The fish are not yet active enough to wipe them out, but their coming abundance will trigger the spawning of our fish.

It is the daphnia which, at the bottom of basins and ponds, truly announce spring, offering the emerging food chain its first, essential link.

 

Not filtering, not using a pump, allows this natural order, still subtle and imperceptible, to unfold. Let us not let our human obsession with cleanliness sterilize our basins!


 

The reproduction of water lice took place much earlier, and hundreds of tiny individuals have replaced the previous generation. They are almost invisible, but they are everywhere under the leaves, on the smallest plant debris, waiting for the arrival of the algae they will feed on during the season.

 

 

By being very attentive and observant, you will see on the edges of the basin the purple loosestrife, which seemed dead, budding from the base. This summer, their splendid flower spikes will exceed a meter!

 

The water mint has already made good progress: its creeping stems have lengthened and have already formed vertical shoots a few centimeters tall. Again, the more they are underwater, the more advanced they are! Always that mildness coming from the bottom...

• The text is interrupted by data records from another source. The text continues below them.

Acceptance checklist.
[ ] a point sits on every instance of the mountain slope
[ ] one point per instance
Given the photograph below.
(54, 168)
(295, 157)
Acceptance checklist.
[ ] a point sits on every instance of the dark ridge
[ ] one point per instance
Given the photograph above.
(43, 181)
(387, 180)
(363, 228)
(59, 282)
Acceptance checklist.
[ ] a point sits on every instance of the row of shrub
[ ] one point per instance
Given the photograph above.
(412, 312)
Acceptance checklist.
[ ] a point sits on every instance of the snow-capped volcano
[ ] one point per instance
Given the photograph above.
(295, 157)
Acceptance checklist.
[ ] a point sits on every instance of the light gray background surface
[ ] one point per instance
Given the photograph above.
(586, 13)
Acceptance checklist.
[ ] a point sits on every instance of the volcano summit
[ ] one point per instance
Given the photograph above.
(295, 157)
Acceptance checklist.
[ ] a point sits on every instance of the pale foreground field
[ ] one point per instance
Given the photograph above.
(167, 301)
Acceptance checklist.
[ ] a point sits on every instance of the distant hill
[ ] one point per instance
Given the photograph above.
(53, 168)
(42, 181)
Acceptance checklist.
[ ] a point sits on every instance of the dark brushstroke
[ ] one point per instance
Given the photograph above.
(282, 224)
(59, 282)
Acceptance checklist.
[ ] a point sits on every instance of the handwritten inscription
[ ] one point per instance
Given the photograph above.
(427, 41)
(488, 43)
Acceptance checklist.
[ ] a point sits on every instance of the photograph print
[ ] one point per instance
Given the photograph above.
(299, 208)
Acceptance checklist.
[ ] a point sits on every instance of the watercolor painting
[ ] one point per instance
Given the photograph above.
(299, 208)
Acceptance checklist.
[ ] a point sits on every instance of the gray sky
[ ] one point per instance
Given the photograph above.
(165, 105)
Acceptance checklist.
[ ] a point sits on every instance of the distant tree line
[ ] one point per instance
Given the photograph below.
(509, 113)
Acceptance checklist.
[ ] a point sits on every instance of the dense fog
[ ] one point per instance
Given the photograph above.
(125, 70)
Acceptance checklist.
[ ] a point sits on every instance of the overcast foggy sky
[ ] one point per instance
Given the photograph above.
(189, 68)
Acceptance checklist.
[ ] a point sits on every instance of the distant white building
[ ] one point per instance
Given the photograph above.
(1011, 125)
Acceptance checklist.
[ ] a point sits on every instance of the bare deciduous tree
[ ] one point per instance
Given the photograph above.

The marsh iris, of which only the rootstock remained, is also reborn. It is pushing out its first tender green leaves. It too will take its ease, growing year by year.

 

The thermal inertia of water is very strong. These are cubic meters (and therefore tons) of water that have kept enough warmth to use the sunlight right now. Aquatic ecosystems are therefore leading the race, while the surface earth is struggling to come out of the last frosts and warm up.


And if you do not yet have a basin, create one! Or even, if you prefer, simple ponds, small or large, and you will do your part in preserving a very fragile biodiversity. A simple lively water point, and it will benefit frogs, dragonflies, hedgehogs, and many other animals, not only aquatic. These water holes will moderate the temperatures around them, both in heat and cold, thanks to their thermal inertia.

They will bring a beneficial ambient moisture to the vegetable garden or near a flowering hedge.

 

 

Aquarists, we who love and understand aquatic ecosystems, let us create them everywhere. Nature is increasingly lacking them.